The unthinkable occurs when Ambrose writes that he has married. In Florence he met a distant relative, a cousin of Italian-Cornish ancestry, who has been widowed. Rachel has a shared love of gardens and is knowledgeable in herbs and plants and their various cures. Philip is shocked by the news and imagines Rachel as plain and homely or possibly something even monstrous in appearance and personality. Letters arrive from Florence only intermittently and over time become stranger and stranger as Ambrose is struck down by an illness, which causes him to react violently and lose all sensibility. There's talk of a tumor resulting in madness that runs through the Ashley family, but in his letters Ambrose accuses Rachel of poisoning him and begs Philip to come to his aid. Upon arriving in Florence, the Sangalletti Villa is closed, Rachel has only just left the day before for parts unknown, and Ambrose is dead and buried in the Protestant cemetery.
It's with heavy heart that Philip returns home, the new master of Ashley Hall and its environs. Already disturbed by what he's learned about Ambrose's death he discovers his cousin Rachel is in England and intends to visit. Rachel is nothing like Philip has imagined. He's shocked by how small and slight she is.
"She was dressed in deep black, which took the colour from her face, ans there was lace at her throat and at her wrists. Her hair was brown, parted in the centre with a low knot behind, her features neat and regular. The only things large about her were the eyes, which at first sight of me widened in sudden recognition, startled, like the eyes of a deer, and from recognition to bewilderment to pain, almost to apprehension. I saw the colour come into her face and go again, and I think I was as great a shock to her as she was to me. It would be hazardous to say which of us was the more nervous, which the more ill at ease."

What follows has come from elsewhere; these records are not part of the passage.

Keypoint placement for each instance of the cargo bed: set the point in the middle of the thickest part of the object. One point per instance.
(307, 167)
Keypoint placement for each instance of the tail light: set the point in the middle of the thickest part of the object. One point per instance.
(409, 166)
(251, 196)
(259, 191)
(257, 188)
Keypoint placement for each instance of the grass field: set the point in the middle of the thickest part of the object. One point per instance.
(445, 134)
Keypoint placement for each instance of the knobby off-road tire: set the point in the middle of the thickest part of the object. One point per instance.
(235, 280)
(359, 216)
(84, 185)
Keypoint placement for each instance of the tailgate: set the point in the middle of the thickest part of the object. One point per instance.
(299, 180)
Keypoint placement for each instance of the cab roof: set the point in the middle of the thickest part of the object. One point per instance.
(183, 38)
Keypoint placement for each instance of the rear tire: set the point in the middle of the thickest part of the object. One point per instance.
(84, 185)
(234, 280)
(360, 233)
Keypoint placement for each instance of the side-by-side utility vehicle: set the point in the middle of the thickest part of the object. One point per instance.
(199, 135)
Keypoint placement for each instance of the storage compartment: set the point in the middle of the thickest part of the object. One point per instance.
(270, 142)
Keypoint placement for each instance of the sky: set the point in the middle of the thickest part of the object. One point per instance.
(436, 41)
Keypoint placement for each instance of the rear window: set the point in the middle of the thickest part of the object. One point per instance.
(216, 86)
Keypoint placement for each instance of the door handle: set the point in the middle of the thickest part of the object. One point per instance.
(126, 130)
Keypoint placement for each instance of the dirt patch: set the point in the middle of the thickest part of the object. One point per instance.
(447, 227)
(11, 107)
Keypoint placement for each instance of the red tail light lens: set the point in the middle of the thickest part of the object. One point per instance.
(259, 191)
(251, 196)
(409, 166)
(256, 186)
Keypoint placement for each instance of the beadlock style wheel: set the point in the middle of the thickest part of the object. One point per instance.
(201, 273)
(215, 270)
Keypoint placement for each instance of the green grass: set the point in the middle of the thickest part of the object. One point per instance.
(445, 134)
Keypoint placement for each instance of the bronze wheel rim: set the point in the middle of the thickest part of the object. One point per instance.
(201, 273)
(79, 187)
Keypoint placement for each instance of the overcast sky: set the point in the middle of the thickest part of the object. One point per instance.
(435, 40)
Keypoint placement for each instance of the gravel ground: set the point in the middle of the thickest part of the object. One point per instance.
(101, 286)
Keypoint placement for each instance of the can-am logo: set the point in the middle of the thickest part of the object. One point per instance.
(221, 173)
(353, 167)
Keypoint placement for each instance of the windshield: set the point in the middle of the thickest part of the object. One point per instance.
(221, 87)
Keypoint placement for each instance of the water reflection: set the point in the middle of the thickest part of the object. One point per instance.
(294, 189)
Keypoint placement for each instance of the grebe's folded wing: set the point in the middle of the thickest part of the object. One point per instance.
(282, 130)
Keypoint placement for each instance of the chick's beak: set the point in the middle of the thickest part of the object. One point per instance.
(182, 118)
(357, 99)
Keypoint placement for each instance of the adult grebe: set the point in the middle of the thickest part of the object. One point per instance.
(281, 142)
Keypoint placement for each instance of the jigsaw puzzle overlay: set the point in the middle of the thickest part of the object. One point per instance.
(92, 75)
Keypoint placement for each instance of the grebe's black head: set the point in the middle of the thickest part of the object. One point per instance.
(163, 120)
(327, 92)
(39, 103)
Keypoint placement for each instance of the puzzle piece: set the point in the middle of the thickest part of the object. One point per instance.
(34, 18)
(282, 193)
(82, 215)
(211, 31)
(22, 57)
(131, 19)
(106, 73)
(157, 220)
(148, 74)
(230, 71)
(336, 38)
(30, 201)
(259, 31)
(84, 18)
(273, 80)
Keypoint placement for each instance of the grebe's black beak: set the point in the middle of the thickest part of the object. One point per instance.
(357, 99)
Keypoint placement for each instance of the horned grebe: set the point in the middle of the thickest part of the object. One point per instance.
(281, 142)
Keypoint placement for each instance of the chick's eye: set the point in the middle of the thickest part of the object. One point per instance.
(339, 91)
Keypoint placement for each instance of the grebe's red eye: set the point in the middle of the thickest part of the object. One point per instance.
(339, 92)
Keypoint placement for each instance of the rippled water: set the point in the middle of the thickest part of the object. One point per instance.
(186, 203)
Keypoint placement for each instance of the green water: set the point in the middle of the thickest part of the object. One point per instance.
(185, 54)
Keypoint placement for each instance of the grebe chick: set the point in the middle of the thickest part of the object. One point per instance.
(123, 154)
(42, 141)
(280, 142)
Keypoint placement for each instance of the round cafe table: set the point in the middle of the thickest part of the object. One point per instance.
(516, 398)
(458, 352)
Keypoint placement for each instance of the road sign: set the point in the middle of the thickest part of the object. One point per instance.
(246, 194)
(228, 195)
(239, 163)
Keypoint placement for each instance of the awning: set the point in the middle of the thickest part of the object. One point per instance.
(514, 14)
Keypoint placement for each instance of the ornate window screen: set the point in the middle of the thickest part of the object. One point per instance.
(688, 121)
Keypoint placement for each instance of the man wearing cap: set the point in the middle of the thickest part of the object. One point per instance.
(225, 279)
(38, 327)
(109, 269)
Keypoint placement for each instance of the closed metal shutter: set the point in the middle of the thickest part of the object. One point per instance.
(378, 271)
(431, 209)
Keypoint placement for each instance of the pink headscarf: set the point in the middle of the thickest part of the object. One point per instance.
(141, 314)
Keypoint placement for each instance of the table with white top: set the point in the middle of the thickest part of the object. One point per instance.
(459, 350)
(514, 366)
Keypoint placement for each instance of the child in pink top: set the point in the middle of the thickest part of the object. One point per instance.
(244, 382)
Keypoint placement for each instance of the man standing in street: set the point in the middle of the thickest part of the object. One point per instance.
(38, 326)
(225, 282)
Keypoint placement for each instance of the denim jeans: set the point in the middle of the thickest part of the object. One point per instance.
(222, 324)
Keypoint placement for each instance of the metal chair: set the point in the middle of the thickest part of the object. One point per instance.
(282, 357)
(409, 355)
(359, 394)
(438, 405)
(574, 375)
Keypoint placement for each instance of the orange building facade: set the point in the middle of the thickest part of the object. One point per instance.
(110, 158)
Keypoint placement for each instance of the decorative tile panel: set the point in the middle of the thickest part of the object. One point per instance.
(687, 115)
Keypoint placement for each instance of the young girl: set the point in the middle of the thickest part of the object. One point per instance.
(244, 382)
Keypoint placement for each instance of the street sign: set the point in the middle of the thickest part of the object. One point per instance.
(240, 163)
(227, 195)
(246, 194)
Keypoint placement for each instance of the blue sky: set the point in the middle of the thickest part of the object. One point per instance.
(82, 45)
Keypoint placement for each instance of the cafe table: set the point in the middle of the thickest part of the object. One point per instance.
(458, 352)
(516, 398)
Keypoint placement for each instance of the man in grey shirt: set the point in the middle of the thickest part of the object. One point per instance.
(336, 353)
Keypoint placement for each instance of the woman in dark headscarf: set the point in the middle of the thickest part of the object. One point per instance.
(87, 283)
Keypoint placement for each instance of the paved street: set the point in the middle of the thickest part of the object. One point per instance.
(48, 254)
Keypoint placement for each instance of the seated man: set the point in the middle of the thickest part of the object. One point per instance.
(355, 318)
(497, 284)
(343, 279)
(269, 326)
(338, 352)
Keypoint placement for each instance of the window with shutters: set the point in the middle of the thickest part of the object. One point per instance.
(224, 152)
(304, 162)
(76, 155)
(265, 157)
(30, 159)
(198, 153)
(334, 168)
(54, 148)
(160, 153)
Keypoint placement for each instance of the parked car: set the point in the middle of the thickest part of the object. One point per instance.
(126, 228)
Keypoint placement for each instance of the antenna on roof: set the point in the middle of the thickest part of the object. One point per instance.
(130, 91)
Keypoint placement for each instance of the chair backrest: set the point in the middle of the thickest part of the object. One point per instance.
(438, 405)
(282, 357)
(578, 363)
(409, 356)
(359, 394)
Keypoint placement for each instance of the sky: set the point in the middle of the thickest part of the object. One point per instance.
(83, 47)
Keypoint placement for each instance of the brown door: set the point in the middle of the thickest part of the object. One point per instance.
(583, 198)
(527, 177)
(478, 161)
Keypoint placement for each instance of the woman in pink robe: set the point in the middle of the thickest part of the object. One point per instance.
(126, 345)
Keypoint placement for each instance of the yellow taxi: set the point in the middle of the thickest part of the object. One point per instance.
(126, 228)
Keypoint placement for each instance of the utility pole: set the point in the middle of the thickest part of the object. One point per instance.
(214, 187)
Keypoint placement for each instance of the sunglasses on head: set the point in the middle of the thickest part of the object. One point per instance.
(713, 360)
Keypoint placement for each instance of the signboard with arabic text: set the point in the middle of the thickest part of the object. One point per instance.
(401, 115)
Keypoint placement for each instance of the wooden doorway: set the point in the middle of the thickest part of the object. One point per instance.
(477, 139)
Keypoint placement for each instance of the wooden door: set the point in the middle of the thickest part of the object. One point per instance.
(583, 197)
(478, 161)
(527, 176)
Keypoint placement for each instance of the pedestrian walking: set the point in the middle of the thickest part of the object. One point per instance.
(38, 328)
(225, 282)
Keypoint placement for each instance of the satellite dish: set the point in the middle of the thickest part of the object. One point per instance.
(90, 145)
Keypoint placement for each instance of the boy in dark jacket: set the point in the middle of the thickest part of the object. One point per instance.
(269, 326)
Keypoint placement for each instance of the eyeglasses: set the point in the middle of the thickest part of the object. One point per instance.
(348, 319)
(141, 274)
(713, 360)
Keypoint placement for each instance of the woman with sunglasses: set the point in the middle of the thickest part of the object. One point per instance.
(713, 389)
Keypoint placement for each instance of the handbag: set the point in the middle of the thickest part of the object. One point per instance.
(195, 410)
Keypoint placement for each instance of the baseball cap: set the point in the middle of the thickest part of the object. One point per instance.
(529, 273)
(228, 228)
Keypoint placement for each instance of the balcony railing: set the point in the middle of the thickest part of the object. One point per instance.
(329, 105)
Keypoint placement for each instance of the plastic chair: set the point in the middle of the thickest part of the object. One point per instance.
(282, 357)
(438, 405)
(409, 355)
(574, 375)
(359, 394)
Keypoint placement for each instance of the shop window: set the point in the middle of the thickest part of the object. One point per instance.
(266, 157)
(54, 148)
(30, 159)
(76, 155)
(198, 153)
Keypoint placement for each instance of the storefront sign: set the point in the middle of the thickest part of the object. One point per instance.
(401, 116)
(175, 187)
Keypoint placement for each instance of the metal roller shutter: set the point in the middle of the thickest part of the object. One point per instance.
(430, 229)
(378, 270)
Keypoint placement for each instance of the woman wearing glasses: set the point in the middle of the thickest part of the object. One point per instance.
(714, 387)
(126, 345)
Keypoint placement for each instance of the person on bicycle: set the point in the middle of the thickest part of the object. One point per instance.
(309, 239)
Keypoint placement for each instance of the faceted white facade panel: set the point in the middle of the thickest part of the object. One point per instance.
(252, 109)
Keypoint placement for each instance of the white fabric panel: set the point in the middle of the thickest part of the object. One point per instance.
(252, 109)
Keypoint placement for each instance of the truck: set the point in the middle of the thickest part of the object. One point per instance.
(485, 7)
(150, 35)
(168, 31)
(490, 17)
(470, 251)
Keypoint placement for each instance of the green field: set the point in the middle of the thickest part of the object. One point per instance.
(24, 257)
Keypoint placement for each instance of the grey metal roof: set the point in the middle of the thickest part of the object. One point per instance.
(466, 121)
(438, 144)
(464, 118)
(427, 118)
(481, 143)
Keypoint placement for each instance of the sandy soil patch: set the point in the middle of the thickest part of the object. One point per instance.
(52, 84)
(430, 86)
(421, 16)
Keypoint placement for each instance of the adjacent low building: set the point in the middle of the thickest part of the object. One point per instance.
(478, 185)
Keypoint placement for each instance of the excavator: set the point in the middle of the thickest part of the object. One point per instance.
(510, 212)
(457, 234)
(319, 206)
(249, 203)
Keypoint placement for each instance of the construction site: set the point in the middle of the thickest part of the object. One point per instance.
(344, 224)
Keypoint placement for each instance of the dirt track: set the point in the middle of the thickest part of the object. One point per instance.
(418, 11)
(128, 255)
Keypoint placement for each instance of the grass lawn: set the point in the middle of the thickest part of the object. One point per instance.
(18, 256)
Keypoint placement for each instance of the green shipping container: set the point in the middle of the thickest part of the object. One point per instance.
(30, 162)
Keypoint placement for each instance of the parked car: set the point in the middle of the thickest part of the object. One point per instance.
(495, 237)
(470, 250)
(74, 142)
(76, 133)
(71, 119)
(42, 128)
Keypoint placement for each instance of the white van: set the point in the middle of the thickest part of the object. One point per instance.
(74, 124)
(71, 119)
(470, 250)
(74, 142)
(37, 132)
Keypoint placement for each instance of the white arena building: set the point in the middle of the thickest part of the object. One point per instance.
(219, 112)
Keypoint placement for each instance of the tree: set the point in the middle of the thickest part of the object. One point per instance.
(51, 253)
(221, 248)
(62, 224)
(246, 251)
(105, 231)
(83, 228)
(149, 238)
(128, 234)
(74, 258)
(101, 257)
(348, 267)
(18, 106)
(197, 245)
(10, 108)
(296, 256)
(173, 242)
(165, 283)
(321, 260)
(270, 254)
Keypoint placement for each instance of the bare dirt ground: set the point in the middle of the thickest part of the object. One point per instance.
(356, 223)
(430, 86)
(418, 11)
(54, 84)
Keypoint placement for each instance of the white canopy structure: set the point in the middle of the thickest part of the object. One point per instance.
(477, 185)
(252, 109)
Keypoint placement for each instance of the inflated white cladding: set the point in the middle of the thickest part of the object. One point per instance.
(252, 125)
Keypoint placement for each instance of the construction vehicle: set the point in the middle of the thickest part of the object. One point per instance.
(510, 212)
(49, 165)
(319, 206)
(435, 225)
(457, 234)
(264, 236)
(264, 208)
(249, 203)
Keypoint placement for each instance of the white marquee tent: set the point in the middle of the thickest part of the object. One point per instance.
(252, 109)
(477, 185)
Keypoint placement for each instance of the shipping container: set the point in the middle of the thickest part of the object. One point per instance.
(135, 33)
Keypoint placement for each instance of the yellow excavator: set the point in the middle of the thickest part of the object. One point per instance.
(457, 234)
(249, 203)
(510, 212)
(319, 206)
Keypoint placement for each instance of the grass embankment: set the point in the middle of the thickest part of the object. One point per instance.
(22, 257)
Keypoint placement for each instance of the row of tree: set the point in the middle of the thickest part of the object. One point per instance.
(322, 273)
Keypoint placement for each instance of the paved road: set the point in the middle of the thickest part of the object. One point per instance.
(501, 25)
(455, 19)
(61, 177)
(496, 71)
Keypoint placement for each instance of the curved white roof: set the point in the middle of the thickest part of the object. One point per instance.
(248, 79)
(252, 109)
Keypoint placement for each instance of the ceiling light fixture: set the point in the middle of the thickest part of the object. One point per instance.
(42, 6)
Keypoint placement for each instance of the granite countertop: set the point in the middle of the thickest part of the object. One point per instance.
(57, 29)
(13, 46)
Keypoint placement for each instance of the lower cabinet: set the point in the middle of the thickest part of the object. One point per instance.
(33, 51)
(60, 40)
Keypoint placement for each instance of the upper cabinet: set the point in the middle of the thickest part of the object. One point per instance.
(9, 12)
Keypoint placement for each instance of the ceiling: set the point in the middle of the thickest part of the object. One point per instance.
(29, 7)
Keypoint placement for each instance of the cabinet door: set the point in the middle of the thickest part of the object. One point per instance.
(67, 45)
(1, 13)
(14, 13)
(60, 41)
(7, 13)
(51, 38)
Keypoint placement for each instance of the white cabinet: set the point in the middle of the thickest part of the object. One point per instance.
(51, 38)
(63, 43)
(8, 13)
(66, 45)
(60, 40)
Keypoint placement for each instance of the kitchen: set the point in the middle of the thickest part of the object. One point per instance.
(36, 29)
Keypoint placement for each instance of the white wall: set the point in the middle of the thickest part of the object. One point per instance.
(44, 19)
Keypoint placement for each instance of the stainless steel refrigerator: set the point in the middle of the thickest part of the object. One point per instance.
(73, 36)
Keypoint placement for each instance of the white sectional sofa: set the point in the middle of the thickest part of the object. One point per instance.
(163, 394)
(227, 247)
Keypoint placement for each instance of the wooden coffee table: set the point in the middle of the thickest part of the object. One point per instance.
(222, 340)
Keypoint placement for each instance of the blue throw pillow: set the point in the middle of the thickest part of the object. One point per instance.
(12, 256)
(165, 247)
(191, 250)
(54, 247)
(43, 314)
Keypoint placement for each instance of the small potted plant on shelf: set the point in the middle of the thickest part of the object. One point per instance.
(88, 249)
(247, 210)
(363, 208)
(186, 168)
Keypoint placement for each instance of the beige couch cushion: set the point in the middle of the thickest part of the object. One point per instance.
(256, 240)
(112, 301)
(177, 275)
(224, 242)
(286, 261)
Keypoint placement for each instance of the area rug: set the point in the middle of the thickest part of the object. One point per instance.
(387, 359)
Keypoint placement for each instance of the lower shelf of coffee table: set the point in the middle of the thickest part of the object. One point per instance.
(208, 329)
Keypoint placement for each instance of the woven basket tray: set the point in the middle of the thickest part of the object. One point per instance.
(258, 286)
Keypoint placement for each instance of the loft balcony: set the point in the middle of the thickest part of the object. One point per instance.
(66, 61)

His impression of her is far from what he imagined and rather than slighting and snubbing her, he finds himself quite taken with her. Beautiful and sophisticated, she's quite unlike anyone he knows. Considering his upbringing Philip is perhaps naive in the ways of women and often petulant in his actions and expectations. Rachel arrives in England with little money and many debts, as Ambrose never wrote a final will including her. Philip was intent on making sure she was kept excluded and planned on sending her away, but instead finds himself infatuated with her. As a matter of fact he ends up spending as much time with her as he can, as well everyone on the estate is impressed by her gentleness and concern and abilities with medicines. Philip's twenty-fifth birthday nears when he will finally come of age and have total control of the family money and estate,all of which he fully intends to give to Rachel. Perhaps that was what she wanted all along.
This is such a gripping read, one that continually turns in on itself as more and more questions are raised, and always there is doubt. Are Rachel's intentions pure? There is talk later of a profligate lifestyle in Italy and her first husband's death in a duel. Daphne du Maurier is never as easy as she appears. At face value is this a tale of a seductress? A woman after the Ashley money and willing to poison to get it? Or is it something else entirely? You wonder at the end just who is manipulating who. It is indeed a sinister tale and du Maurier leaves it up to the reader to decide who is victim and who is the perpetrator. As it was reviewed in the Guardian in 1951--"a consummate piece of story-telling." Indeed!